Have you tried a smaller example, something like:
node default {
ensure_line {
"null-test":
file => "/dev/null",
line => "Protocol 2",
pattern => "^(#)?Protocol.*$",
}
}
This gives me the message
notice: //Node[default]/Ensure_line[null-test]/line: line changed '' to 'Protocol 2'
when I try it using 'puppet'. Then change /dev/null to some
existing but empty file and try it again.
/Thomas Bellman
Larry Ludwig
>
> node default {
> ensure_line {
> "null-test":
> file => "/dev/null",
> line => "Protocol 2",
> pattern => "^(#)?Protocol.*$",
> }
> }
>
> This gives me the message
>
> notice: //Node[default]/Ensure_line[null-test]/line: line changed '' to 'Protocol 2'
>
Jun 10 12:43:30 devcentos39 puppetd[12617]: Starting Puppet client
version 0.24.4
Jun 10 12:43:36 devcentos39 puppetd[12617]: (/File[/var/lib/puppet/lib/
plugins/puppet/type]/checksum) checksum changed '{mtime}Mon Jun 09
19:38:42 -0400 2008' to '{mtime}Tue Jun 10 11:40:53 -0400 2008'
Jun 10 12:43:47 devcentos39 puppetd[12617]: Starting catalog run
Jun 10 12:43:55 devcentos39 puppetd[12617]: they there
Jun 10 12:44:13 devcentos39 puppetd[12617]: Finished catalog run in
25.85 seconds
Actually I think nsc_utils.rb has to be synced also since it must run
with the .rb files on the node?
I added this also and it doesn't work. the libdir is ok? I think:
[root@devcentos39 log]# puppetd --genconfig | grep "libdir ="

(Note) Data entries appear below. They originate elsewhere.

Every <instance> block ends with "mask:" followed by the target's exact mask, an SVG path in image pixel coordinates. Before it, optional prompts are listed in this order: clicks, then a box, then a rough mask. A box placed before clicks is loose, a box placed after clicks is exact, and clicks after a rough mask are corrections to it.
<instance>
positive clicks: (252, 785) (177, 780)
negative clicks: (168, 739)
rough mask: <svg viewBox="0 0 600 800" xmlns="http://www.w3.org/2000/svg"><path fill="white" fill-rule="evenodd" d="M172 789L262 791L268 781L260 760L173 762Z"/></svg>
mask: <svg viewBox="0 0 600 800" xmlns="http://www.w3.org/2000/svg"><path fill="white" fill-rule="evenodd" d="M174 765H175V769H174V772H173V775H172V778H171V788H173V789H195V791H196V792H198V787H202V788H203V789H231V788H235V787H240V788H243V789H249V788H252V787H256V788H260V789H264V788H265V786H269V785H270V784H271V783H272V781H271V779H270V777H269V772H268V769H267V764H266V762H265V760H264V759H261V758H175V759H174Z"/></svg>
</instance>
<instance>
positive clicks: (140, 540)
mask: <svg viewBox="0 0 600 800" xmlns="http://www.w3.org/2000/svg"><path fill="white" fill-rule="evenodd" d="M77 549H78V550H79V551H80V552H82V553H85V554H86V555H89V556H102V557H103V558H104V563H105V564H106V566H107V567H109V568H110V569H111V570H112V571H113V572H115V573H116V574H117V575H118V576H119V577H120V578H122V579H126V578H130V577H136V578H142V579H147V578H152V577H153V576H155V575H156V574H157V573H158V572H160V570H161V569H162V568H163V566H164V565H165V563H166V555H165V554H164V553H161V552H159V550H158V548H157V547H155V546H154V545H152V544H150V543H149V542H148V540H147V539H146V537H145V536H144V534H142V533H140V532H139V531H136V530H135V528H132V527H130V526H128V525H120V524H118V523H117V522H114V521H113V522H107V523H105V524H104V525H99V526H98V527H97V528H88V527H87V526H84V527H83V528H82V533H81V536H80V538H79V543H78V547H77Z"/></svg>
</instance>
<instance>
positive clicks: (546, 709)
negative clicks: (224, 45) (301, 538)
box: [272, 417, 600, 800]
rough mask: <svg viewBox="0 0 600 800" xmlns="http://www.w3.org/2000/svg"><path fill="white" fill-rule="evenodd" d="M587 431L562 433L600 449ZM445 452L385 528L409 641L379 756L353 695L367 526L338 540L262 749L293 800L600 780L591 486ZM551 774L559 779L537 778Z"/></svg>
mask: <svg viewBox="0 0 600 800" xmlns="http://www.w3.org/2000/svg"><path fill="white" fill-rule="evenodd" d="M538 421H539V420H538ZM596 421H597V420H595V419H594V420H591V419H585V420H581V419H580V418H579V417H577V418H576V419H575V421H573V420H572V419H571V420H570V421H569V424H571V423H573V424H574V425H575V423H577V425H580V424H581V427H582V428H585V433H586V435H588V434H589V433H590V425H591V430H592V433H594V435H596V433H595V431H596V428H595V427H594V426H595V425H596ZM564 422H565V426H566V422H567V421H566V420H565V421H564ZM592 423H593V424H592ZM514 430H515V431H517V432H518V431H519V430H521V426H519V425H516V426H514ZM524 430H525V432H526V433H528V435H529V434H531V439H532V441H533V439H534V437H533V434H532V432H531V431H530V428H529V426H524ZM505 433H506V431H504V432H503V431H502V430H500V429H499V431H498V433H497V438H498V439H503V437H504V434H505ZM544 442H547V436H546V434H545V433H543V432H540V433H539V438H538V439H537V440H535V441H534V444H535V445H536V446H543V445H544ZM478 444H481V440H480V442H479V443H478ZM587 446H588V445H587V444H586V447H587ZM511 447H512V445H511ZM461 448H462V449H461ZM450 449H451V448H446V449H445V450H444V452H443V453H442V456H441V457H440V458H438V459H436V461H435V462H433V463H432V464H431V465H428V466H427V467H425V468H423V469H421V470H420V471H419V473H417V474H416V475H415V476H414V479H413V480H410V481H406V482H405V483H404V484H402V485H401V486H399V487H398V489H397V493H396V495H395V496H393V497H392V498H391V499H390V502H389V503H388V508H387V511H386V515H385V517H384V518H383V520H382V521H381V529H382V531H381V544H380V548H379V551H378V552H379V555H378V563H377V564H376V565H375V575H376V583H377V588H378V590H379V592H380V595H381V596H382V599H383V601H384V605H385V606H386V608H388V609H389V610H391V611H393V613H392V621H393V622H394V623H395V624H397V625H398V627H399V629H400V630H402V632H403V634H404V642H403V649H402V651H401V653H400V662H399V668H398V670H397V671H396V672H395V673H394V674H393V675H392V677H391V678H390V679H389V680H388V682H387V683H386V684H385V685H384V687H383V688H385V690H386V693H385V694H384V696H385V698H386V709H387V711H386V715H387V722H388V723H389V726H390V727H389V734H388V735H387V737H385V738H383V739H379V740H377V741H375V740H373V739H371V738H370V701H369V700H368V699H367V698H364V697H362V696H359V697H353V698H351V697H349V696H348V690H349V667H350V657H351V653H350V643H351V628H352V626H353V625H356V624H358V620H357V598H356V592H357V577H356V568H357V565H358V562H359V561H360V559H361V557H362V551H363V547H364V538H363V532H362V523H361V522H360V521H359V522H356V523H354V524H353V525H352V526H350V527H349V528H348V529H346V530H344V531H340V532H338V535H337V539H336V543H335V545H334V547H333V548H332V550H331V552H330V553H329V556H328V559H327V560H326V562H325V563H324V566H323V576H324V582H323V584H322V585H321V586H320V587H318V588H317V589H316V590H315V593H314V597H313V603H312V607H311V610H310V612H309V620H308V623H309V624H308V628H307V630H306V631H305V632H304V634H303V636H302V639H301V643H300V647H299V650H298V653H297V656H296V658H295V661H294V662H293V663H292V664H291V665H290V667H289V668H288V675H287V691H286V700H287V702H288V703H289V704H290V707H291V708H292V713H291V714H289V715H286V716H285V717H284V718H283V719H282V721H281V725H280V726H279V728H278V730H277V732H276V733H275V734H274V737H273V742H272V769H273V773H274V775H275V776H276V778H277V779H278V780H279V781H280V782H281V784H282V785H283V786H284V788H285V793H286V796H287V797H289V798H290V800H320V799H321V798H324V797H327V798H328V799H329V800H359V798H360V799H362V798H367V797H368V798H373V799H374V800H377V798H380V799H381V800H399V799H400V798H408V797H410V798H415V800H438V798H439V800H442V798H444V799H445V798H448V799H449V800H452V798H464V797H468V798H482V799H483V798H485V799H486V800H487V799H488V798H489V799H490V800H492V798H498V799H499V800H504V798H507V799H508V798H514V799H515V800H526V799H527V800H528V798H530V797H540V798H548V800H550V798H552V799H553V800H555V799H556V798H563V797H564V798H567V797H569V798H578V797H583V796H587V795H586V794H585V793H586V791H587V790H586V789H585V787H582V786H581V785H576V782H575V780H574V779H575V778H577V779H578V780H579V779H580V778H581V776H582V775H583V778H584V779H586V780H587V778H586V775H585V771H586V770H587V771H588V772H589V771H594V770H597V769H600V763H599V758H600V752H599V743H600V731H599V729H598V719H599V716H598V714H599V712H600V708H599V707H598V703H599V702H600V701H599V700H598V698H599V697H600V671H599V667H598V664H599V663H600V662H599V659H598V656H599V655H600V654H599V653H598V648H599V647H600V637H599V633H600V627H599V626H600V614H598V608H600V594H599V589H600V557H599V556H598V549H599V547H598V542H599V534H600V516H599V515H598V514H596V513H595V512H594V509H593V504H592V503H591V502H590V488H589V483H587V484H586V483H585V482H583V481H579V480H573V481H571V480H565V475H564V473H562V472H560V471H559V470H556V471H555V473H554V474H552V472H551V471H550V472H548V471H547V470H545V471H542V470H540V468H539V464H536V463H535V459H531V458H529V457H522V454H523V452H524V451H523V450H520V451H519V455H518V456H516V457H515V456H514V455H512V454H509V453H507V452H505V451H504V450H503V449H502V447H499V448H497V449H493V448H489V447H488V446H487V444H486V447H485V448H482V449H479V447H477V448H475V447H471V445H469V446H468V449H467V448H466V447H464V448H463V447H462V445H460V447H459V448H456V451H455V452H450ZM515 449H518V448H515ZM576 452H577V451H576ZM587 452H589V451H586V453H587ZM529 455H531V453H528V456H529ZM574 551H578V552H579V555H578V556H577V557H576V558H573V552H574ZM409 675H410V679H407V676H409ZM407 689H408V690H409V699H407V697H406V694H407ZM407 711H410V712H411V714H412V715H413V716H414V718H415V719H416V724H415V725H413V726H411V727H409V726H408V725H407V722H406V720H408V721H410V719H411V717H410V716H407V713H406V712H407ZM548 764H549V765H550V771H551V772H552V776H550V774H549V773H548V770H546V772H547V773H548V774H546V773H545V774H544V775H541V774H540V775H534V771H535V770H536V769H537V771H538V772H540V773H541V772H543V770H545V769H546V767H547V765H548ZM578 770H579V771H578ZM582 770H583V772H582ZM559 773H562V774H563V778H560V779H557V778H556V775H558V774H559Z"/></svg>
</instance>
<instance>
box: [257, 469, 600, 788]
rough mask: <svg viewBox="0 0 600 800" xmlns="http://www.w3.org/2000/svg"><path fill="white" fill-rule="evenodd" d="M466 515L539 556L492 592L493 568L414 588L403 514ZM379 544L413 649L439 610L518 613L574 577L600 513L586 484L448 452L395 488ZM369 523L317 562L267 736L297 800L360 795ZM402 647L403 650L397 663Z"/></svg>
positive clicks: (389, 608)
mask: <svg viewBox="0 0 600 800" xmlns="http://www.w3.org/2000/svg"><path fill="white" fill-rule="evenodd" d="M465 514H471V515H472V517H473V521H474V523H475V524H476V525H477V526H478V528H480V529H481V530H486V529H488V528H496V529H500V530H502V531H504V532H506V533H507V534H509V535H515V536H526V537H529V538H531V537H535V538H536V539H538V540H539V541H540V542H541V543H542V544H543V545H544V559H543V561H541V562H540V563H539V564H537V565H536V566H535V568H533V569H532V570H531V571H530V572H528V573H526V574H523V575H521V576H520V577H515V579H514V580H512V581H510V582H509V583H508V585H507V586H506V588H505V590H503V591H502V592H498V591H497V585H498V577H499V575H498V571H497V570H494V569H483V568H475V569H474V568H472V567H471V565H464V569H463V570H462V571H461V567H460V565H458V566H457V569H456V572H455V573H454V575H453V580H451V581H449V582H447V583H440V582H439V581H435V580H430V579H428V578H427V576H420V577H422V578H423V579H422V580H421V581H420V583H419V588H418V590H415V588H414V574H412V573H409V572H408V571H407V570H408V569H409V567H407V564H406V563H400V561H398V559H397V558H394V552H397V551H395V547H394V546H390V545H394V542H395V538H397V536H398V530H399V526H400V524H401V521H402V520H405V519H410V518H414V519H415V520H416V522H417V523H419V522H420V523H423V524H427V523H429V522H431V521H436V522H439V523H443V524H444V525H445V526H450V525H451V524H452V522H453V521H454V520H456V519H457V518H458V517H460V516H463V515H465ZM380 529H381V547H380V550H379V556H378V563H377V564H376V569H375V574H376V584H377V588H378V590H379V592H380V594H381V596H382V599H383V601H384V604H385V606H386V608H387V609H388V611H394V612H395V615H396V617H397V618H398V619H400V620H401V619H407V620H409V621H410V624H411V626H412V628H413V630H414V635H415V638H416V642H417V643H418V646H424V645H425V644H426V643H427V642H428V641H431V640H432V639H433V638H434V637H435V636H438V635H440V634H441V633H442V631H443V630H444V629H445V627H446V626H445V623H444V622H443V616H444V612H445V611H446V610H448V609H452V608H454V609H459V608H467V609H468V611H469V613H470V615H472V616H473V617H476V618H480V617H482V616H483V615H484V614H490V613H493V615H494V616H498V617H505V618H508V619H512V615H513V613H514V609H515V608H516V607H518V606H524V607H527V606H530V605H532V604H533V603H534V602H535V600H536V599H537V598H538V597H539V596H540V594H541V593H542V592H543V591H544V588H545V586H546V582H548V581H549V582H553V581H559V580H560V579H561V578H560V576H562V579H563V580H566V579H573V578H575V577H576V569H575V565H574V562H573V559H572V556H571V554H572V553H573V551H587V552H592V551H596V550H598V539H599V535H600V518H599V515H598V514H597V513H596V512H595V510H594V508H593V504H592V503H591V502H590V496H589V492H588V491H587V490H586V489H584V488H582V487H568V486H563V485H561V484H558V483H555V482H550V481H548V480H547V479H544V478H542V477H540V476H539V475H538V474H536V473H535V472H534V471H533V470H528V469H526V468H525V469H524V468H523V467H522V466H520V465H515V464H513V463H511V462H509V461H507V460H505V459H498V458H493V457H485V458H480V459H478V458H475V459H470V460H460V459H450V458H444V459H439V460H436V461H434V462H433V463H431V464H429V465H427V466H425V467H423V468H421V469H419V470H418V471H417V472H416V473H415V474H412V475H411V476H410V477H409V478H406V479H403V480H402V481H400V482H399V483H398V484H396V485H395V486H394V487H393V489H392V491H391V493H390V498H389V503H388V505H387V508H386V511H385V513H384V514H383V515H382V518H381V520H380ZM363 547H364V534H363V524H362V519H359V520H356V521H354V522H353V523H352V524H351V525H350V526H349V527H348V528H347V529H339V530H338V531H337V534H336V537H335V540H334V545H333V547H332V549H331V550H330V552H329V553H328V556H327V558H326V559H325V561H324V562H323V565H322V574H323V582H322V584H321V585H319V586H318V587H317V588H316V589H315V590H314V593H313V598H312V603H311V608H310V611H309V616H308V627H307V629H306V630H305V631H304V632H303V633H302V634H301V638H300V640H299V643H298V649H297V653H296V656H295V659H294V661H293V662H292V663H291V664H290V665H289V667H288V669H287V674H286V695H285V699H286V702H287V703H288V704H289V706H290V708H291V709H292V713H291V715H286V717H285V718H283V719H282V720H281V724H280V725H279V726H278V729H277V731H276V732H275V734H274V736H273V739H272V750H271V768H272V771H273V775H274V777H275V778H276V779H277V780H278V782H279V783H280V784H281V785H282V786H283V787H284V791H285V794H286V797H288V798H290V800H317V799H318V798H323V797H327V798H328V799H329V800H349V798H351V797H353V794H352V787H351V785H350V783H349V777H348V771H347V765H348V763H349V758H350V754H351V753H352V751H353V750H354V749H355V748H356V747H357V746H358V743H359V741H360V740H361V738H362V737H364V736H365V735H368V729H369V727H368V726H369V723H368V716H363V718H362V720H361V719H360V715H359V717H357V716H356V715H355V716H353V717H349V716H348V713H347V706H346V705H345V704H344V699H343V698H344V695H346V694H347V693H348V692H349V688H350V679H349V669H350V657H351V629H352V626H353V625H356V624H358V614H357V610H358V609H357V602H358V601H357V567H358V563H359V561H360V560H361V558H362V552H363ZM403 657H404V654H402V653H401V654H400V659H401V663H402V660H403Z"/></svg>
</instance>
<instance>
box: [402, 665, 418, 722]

libdir = /var/lib/puppet/lib
Larry Ludwig
the node and follows your example from above.
Jun 10 12:57:01 devcentos39 puppetd[14302]: Starting Puppet client
version 0.24.4
Jun 10 12:57:09 devcentos39 puppetd[14302]: Could not retrieve
catalog: Invalid parameter 'patttern' for type 'Ensure_line' at /etc/
puppet/manifests/servers/devcentos39.pp:7 on node
devcentos39.pvt.empoweringmedia.net
Jun 10 12:57:11 devcentos39 puppetd[14302]: Starting catalog run
Jun 10 12:57:32 devcentos39 puppetd[14302]: Finished catalog run in
20.64 seconds
Jun 10 12:57:45 devcentos39 puppetd[14302]: Caught TERM; shutting down
Jun 10 12:57:45 devcentos39 puppetd[14302]: Shutting down
Jun 10 12:57:46 devcentos39 puppetd[14530]: Reopening log files
Jun 10 12:57:46 devcentos39 puppetd[14530]: Starting Puppet client
version 0.24.4
Jun 10 12:57:59 devcentos39 puppetd[14530]: Starting catalog run
Jun 10 12:58:23 devcentos39 puppetd[14530]: Finished catalog run in
23.77 seconds
then when I fixed the typo and ran it again it appears it doesn't even
run it, yet does not complain about it in anyway.
Larry Ludwig
- !ruby/object:Puppet::TransObject
name: null-test
type: ensure_line
tags:
So it sees it but doesn't execute?? What gives?